Fuchs heterochromic iridocyclitis (characterized by the triad of heterochromia, iridocyclitis, and cataract) has been suggested to be associated with rubella virus. In congenital rubella syndrome, transplacental infection within the first three months of pregnancy leads to retinochoroiditis with a salt-and-pepper fundus appearance.


Intraocular inflammation caused by Mycobacterium tuberculosis involves two mechanisms: direct infection and immune-mediated (hypersensitivity reaction). The clinical forms are diverse, including choroidal granulomas (tubercles), serous retinal detachment, shotgun choroiditis, vasculitis, and panuveitis.

IGRA (QuantiFERON®-TB Gold Plus or T-SPOT®.TB) is useful for diagnosis. Note that the tuberculin skin test may be negative in elderly patients and those with impaired cell-mediated immunity such as AIDS. Regarding visual prognosis in tuberculous uveitis, it has been reported that best-corrected visual acuity falls below 3/60 in about one-third of cases 3). The diagnostic criteria for tuberculous uveitis proposed by the SUN Working Group (2021) include: (1) anterior uveitis with iris nodules, (2) serpiginous-like choroiditis, (3) choroidal nodules (tuberculomas), (4) multifocal choroiditis in cases of active systemic tuberculosis, and (5) occlusive retinal vasculitis 5). In India and Indonesia, approximately 22.9–48.0% of infectious uveitis cases are attributed to tuberculosis 3,14), highlighting its particular importance in high tuberculosis prevalence regions.

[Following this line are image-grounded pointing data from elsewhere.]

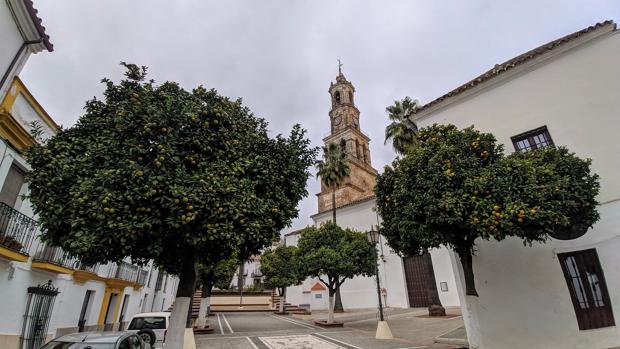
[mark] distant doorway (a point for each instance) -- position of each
(420, 277)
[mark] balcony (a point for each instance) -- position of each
(84, 272)
(125, 274)
(160, 279)
(17, 232)
(52, 258)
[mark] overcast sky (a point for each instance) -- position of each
(280, 56)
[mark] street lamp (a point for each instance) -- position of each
(383, 330)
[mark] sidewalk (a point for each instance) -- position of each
(411, 325)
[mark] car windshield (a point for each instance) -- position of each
(150, 322)
(65, 345)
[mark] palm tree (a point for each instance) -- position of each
(333, 169)
(402, 131)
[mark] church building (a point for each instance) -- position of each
(413, 281)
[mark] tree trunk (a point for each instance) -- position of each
(240, 280)
(468, 271)
(334, 205)
(205, 296)
(180, 328)
(330, 312)
(338, 305)
(282, 299)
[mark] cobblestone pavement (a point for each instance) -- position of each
(269, 331)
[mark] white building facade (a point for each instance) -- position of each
(21, 34)
(412, 281)
(397, 290)
(44, 291)
(563, 293)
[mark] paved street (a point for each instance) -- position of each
(269, 331)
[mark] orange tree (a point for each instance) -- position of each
(156, 172)
(457, 186)
(333, 255)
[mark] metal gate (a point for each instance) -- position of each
(420, 278)
(38, 312)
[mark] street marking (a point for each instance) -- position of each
(298, 341)
(227, 324)
(335, 340)
(252, 343)
(293, 322)
(299, 322)
(220, 323)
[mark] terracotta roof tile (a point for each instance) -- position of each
(318, 287)
(38, 24)
(498, 69)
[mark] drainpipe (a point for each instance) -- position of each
(5, 77)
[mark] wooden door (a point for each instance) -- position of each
(420, 278)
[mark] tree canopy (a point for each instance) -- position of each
(181, 170)
(281, 268)
(218, 275)
(402, 131)
(333, 254)
(156, 172)
(457, 186)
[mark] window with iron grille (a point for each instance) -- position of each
(160, 278)
(533, 139)
(588, 291)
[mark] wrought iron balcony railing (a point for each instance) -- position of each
(17, 231)
(142, 274)
(160, 279)
(53, 255)
(129, 272)
(89, 268)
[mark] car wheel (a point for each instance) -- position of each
(147, 335)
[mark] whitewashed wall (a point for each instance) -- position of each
(524, 300)
(361, 292)
(15, 278)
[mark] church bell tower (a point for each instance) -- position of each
(346, 132)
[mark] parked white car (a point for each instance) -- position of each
(151, 327)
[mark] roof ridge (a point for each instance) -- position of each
(516, 61)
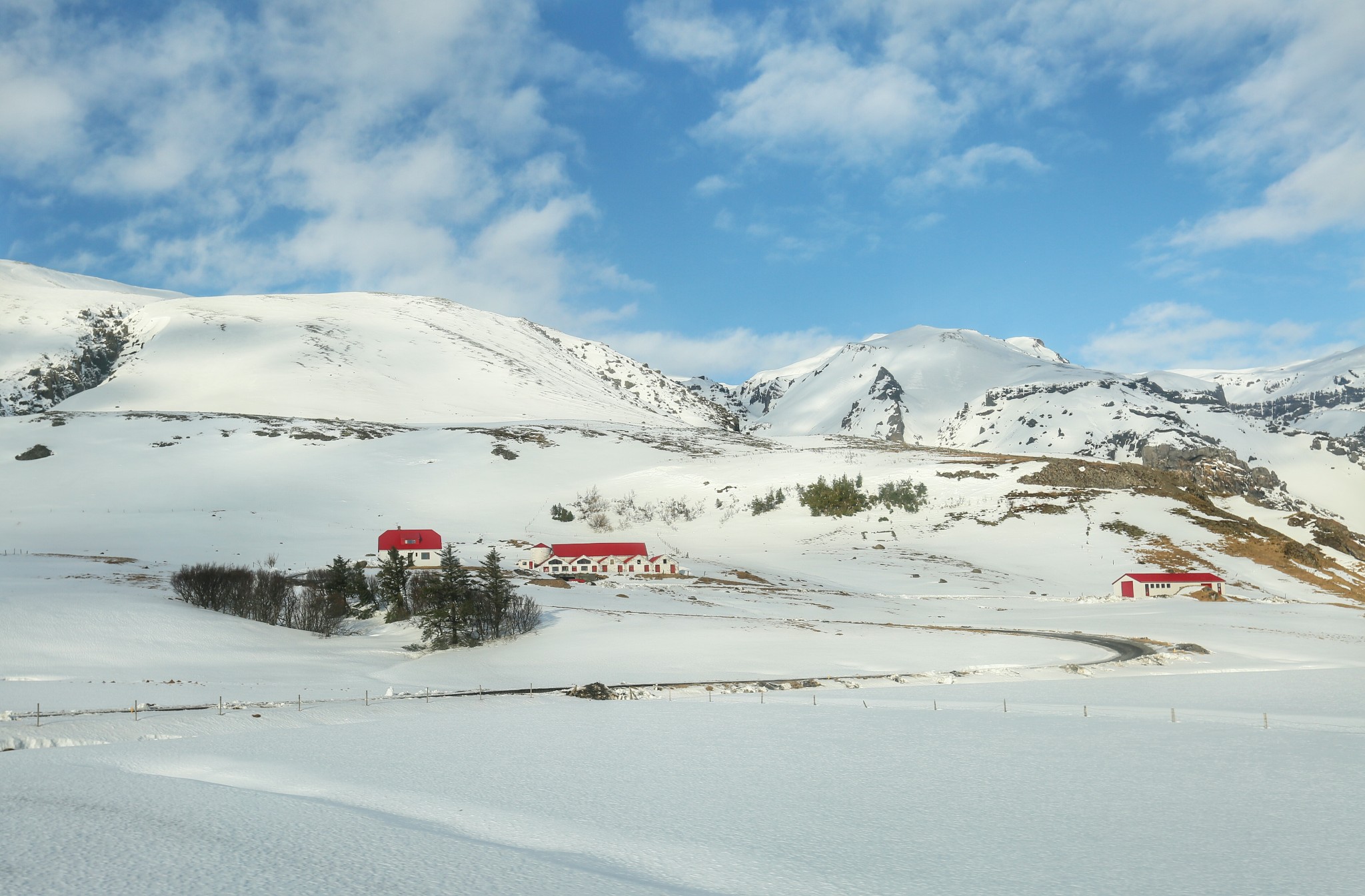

Intraocular inflammation caused by Treponema pallidum is known as the “great mimicker” and can present as anterior, posterior, or panuveitis. In recent years, a global resurgence has been observed, particularly among men who have sex with men (MSM), and HIV-coinfected individuals have approximately twice the risk of ocular syphilis4). Worldwide, an estimated 5.7 to 6 million new syphilis infections (ages 15–49) are reported annually4), and ocular involvement occurs in about 1–1.5% of syphilis patients4,10).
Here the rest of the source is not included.